Neighbors are still few and far between in most places in those counties like Real. Ranching is the main business, with cattle, sheep and goats being the main stock raised. It's a semi-rough terrain, and other than grasses, most of the stuff that grows here has stickers or stingers and things to protect it. The rocks are rough and abrasive, as anyone who has done any river time on the Frio, the Dry Fork of the Frio or the Nueces can tell you.

Like most other parts of Texas, hogs are, of course, everywhere in this area. Likewise, wolves, coyotes and cats of various kinds (mostly bobcats but some mountain lions) keep the ranchers busy. Being on the Edwards Plateau, it's a rough geological environment that is the perfect terrain for rattlers, and we grow them large in Texas.

Although the various predators keep ranchers busy protecting their stock, it's the scorpion population that bugs me the most. I've told the story before, that'd we'd have a place there now on a high cliff with a beautiful view of the Dry Fork of the Frio River (not dry at all but a raging spring fed stream) but for the scorpions.

A little family humor about scorpions. We had another place my family would go when El Fisho Jr. was 3 and 4 years old. There were some scorpions there at this ranch, and were frequently encountered in the freakishly large family game room my friend's place had and in the boathouse out at his private lake. For whatever reason, El Fisho Jr. called them "scorpios" and not scorpions, and so we laughed and we've called them scorpios since then.

When I was a kid, when we'd come to my dad's friend's place on the Frio, sometimes there would be scorpions everywhere. Under the rafts and canoes. All over the skin and scuba diving gear. All over the front porch and on the ceiling.

You shook stuff out and swept and moved furniture and broomed the ceiling and you killed a bunch of scorpions and cleaned them up and then sprayed for them inside and out and then stayed at the cabin after it aired out for a day. It was bothersome but no real big deal. It would take about three hours but was no biggie in the scheme of things.

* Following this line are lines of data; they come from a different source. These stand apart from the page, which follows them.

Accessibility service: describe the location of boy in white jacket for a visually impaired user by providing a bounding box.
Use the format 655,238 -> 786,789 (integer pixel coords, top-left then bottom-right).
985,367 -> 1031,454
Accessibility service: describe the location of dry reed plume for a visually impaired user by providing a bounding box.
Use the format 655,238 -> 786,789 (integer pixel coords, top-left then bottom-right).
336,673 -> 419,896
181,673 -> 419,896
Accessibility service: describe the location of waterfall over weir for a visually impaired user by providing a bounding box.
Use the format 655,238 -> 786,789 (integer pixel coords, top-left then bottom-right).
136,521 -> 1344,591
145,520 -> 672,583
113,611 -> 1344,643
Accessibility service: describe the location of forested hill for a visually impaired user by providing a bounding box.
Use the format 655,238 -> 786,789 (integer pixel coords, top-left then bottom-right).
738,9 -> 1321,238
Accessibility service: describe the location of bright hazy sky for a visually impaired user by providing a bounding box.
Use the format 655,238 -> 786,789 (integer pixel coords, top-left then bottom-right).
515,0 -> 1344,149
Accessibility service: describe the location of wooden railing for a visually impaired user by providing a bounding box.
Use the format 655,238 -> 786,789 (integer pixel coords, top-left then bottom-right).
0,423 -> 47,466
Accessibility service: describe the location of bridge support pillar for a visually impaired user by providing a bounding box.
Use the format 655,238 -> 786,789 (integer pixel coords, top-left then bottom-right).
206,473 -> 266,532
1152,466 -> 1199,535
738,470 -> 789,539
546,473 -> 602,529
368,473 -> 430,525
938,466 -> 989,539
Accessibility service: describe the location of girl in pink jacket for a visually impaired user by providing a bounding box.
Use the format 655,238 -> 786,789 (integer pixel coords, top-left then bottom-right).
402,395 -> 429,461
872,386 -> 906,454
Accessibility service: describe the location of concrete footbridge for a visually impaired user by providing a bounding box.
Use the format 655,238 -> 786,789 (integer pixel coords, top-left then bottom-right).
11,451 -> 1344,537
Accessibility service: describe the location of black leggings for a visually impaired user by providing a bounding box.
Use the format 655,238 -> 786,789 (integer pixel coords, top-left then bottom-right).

With today's modern pest control methods, I think you could keep 90% of the scorpions out of the cabin with very little effort.

The further west you get in Texas, or to me at least, the weirder the bugs get. Black crickets are seemingly everywhere, and I've seen and smelled their population infestation periods from one side of Texas to the other.

I once stayed in a motel in Ozona, Texas, which is pretty far out in West Texas towards El Paso from San Antone on I-10 West, and not really anywhere near Real County. And I digress.

Anyway the motel was in the midst of a tremendous cricket infestation/birth explosion. The Indian owners of the motel apologized at check in, and said that despite vacuuming the rooms multiple times per day, the crickets were everywhere in their rooms.

He went with us and they had special mats inside the doors and slippers for guests to wear in the room, because it was impossible to walk outside without stepping on multiple live or dead crickets. There were hundreds of thousands of them.

He again vacuumed up the twenty or so crickets that had appeared in the last several hours, he said. He lamented that for a month out of the year, the crickets were out of control.

I told him of several south Asian cultures that considered the cricket as good luck. He told us he himself was born in Asia, in India, and that in his particular area he was from that crickets were just bugs.

He then smirked and said "I must be a very lucky man indeed".
We laughed quite a bit with him over that one. I need to go visit his establishment again, although not in the August-September cricket infestation window time period.